Fact Or Fable?

A poem by Victor Marie Hugo

(BISMARCK AND NAPOLEON III.)

("Un jour, sentant un royal appétit.")

[Bk. III. iii., Jersey, September, 1852.]


One fasting day, itched by his appetite,
A monkey took a fallen tiger's hide,
And, where the wearer had been savage, tried
To overpass his model.
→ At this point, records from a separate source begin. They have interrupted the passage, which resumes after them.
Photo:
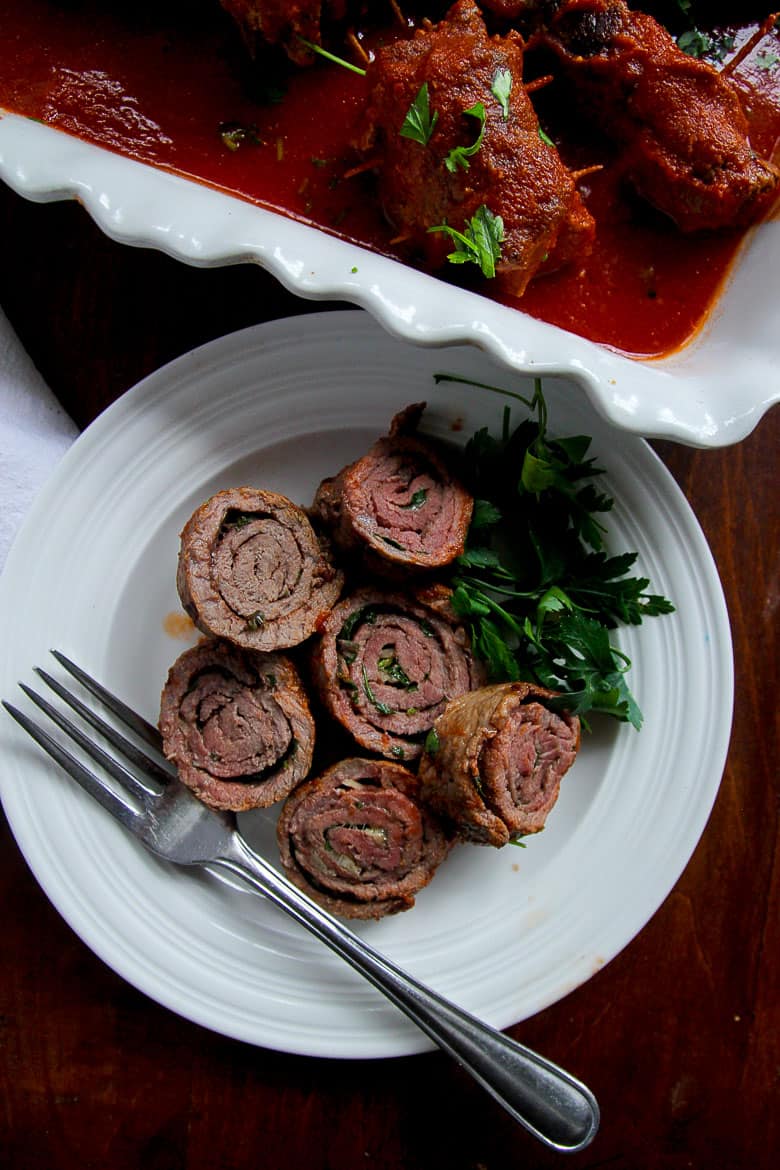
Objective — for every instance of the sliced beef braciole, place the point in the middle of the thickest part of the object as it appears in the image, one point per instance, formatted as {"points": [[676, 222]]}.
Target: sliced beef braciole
{"points": [[399, 503], [387, 663], [358, 839], [253, 570], [495, 759], [236, 724]]}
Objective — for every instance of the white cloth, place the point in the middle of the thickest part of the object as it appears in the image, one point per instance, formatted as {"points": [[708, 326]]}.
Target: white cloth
{"points": [[35, 433]]}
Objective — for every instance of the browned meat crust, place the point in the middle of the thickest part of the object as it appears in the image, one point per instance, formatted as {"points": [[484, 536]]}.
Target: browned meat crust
{"points": [[358, 840], [678, 119], [400, 502], [387, 663], [236, 724], [497, 759], [253, 570], [515, 173]]}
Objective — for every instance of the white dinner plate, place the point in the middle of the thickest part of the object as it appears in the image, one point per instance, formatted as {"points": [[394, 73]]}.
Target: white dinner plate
{"points": [[504, 933]]}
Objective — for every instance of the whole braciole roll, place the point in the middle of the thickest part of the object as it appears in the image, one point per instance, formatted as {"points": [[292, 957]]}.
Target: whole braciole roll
{"points": [[253, 570], [236, 724], [495, 759], [358, 839], [387, 663], [400, 502]]}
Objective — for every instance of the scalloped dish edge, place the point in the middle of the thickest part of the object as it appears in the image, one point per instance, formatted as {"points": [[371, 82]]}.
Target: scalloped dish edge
{"points": [[710, 393]]}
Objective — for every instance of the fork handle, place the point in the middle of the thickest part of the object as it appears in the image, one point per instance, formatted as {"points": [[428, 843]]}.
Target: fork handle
{"points": [[553, 1106]]}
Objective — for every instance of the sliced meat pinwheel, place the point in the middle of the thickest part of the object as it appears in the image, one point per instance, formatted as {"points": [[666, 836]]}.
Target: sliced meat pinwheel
{"points": [[495, 759], [253, 570], [359, 841], [400, 502], [387, 663], [236, 724]]}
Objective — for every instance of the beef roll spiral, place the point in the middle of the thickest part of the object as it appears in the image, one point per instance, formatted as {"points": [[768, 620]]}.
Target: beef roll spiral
{"points": [[495, 759], [387, 663], [236, 724], [253, 570], [399, 502], [358, 840]]}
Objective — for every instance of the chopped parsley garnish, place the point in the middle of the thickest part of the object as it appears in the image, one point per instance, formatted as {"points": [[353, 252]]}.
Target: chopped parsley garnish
{"points": [[535, 584], [419, 123], [416, 501], [460, 156], [696, 43], [382, 708], [366, 613], [234, 135], [501, 88], [480, 242], [330, 56], [394, 672]]}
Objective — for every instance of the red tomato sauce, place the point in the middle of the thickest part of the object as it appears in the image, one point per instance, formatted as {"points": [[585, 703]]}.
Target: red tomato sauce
{"points": [[164, 91]]}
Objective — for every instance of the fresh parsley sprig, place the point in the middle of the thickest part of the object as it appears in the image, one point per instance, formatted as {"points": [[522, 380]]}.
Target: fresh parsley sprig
{"points": [[420, 123], [535, 584], [478, 242], [460, 156]]}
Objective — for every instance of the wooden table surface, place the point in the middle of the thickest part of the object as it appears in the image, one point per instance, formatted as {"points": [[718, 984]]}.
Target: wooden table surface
{"points": [[677, 1037]]}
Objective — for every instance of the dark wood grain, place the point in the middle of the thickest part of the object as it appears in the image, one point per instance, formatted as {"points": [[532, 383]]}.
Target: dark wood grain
{"points": [[678, 1036]]}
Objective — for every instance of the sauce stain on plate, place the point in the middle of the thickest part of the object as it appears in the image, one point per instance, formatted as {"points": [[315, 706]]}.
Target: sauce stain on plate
{"points": [[178, 625]]}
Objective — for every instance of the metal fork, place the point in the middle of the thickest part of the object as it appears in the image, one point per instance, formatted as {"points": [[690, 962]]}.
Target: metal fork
{"points": [[164, 814]]}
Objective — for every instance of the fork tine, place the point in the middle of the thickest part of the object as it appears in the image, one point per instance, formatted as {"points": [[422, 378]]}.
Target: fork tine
{"points": [[112, 802], [131, 718], [161, 772], [114, 768]]}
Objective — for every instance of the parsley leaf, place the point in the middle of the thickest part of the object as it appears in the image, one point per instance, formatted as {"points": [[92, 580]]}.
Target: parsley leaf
{"points": [[480, 242], [460, 156], [501, 88], [419, 123], [765, 60]]}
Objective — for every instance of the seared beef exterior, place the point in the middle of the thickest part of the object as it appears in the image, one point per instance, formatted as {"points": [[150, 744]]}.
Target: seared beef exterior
{"points": [[387, 663], [513, 173], [358, 840], [399, 503], [236, 724], [253, 570], [495, 761], [678, 119], [284, 22]]}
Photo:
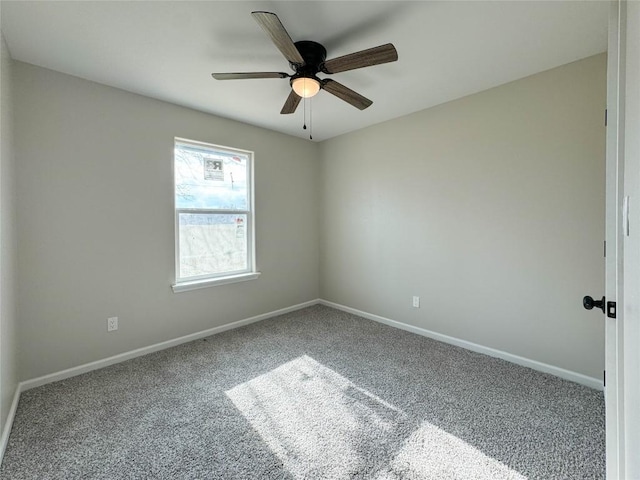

Scratch and bite
Gave place, however, to mere gnash of teeth and screams,
But, as he prowled, he made his hearers fly
With crying often: "See the Terror of your dreams!"
Till, for too long, none ventured thither nigh.
Left undisturbed to snatch, and clog his brambled den,
With sleepers' bones and plumes of daunted doves,
And other spoil of beasts as timid as the men,
Who shrank when he mock-roared, from glens and groves -
He begged his fellows view the crannies crammed with pelf
Sordid and tawdry, stained and tinselled things,
As ample proof he was the Royal Tiger's self!
Year in, year out, thus still he purrs and sings
Till tramps a butcher by - he risks his head -
In darts the hand and crushes out the yell,
And plucks the hide - as from a nut the shell -
He holds him nude, and sneers: "An ape you dread!"

H.L.W.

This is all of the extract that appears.